The relation between media coverage and stock markets has become a popular topic in empirical finance. Tetlock (2007) analyzes the relation between the tone of the Wall Street Journal’s ‘Abreast of the Market’ column and daily stock market activity for 1984 to 1999. He finds that more pessimistic tone of this column predicts negative stock market returns on the next day, and a reversal over the following week. Garcia (2013) extends Tetlock’s study by analyzing the impact of the tone of two New York Times columns on daily stock market returns for 1905 to 2005.2 He confirms the findings of Tetlock (2007) and additionally finds that return predictability is much stronger in recessions. Hillert, Jacobs, and Muller (2014) use a 1989 to 2010 panel of media coverage and article tone on the firm level to empirically test competing behavioral theories of momentum. To the best of our knowledge, theirs is the longest comprehensive dataset of newspaper coverage on the firm level used in empirical finance up to this study.

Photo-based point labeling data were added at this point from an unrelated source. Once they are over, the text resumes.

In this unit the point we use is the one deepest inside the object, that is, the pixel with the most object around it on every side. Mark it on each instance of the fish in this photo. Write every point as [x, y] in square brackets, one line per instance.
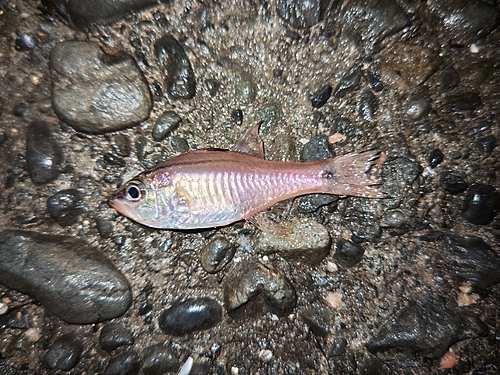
[208, 188]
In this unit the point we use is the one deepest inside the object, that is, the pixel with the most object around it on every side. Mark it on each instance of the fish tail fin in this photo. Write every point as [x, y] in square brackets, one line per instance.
[352, 174]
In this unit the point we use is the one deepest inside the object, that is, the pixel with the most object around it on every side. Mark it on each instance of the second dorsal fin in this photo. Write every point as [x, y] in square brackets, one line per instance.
[250, 143]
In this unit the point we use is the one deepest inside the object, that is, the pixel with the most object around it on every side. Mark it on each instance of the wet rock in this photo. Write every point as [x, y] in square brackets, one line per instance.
[348, 254]
[25, 42]
[237, 116]
[409, 65]
[317, 148]
[349, 82]
[216, 254]
[180, 144]
[320, 321]
[85, 286]
[190, 315]
[304, 240]
[125, 363]
[367, 105]
[84, 14]
[371, 22]
[424, 328]
[449, 78]
[299, 14]
[467, 21]
[462, 102]
[114, 335]
[486, 145]
[471, 260]
[158, 359]
[64, 353]
[319, 99]
[65, 206]
[435, 158]
[43, 153]
[451, 183]
[252, 288]
[95, 92]
[417, 106]
[167, 123]
[179, 75]
[121, 144]
[481, 205]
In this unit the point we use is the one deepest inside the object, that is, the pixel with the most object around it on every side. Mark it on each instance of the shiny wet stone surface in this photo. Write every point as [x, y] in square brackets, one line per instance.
[91, 96]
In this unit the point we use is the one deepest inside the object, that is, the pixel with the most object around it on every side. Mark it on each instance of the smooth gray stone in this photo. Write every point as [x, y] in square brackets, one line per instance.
[69, 278]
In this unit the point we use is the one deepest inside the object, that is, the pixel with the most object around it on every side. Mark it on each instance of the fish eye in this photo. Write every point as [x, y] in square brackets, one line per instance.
[134, 190]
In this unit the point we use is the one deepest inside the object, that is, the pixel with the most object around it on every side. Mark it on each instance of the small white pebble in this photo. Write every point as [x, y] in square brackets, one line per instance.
[475, 48]
[3, 308]
[265, 355]
[33, 334]
[186, 367]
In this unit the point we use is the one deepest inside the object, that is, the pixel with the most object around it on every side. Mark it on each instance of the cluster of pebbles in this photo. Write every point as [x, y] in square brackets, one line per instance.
[93, 95]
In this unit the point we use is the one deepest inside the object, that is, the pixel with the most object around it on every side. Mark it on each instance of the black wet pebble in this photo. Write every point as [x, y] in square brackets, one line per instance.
[486, 145]
[64, 353]
[25, 42]
[125, 363]
[367, 105]
[112, 159]
[114, 335]
[190, 315]
[180, 79]
[159, 359]
[349, 82]
[451, 183]
[216, 254]
[436, 157]
[237, 116]
[65, 206]
[167, 123]
[43, 153]
[180, 144]
[319, 99]
[348, 254]
[481, 205]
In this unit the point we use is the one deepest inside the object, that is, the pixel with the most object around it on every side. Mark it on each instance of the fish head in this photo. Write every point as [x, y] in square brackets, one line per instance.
[136, 199]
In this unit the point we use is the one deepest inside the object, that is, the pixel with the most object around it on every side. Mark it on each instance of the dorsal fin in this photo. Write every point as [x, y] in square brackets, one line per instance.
[250, 143]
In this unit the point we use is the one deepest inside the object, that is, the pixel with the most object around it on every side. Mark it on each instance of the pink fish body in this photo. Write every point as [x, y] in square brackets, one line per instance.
[210, 187]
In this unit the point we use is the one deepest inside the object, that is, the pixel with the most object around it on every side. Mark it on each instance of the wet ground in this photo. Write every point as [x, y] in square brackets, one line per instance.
[407, 284]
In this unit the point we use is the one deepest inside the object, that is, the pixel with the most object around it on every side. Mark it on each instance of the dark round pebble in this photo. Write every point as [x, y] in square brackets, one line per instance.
[451, 183]
[125, 363]
[65, 206]
[319, 99]
[367, 105]
[348, 254]
[64, 353]
[190, 315]
[481, 204]
[436, 157]
[216, 254]
[167, 123]
[180, 144]
[25, 42]
[158, 359]
[114, 335]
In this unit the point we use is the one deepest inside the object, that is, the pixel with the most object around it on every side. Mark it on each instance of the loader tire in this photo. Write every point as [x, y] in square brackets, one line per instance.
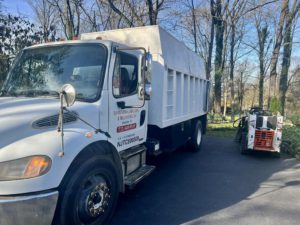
[244, 144]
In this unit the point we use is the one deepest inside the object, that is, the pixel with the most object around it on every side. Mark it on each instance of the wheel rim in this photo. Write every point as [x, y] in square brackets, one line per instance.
[199, 136]
[94, 199]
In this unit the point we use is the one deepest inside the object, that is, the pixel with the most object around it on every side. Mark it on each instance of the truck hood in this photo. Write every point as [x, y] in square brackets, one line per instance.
[17, 116]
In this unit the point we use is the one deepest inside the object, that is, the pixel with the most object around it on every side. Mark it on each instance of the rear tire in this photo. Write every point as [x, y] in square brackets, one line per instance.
[89, 193]
[195, 142]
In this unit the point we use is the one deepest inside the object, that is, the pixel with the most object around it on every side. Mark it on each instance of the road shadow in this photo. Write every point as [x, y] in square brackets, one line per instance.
[188, 185]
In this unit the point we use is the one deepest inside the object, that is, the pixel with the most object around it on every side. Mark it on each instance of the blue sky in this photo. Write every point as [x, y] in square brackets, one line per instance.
[18, 7]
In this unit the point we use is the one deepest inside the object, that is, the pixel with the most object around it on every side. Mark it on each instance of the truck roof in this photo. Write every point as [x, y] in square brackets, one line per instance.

Does an increase in media coverage lead to temporary overvaluation? Barber and Odean (2008) hypothesize and find that increases in attention lead to more retail trading, and| due to short sale constraints of retail investors|more buying than selling. They argue that these order-imbalances should then lead to an impact-reversal pattern in stock prices. The idea that short sale constraints cause higher prices and lower expected returns goes back to Miller (1977), who models asset prices under short sale constraints with heterogenous-beliefs. Empirical evidence of the impact of changes in visibility (or ‘attention’) on stock returns is generally in line with the Barber and Odean (2008) model. Da, Engelberg, and Gao (2011) use Google Search Volume to measure attention on the stock-level and find a short-term, intra-annual impact-reversal pattern. In a detailed case study of attention-driven overreaction, Huberman and Regev (2001) show that the price of EntreMed’s stock sharply increased after a May 3, 1998 Times frontpage article whose content had been published months before, on November 27, 1997 in Nature. In the months subsequent to the initial increase from $12 to $85, the stock price reverted to a price level of approximately $25. Using a more general approach, Tetlock (2011) measures the textual similarity of firm-specific articles and finds an overreaction of prices to stale news. Other studies analyze product advertising as a stimulus for investor attention. Grullon, Kanatas, and Weston (2004) find that higher levels of advertising are associated with higher liquidity and a larger number of shareholders. Lou (2014) finds that advertising leads to temporarily higher price levels, consistent with an attention-driven impact-reversal pattern. Focke, Ruenzi, and Ungeheuer (2014) shed doubt on the conclusions of Grullon, Kanatas, and Weston (2004) and Lou (2014). Using a high frequency dataset of advertising, they find evidence against strong liquidity and return effects of advertising.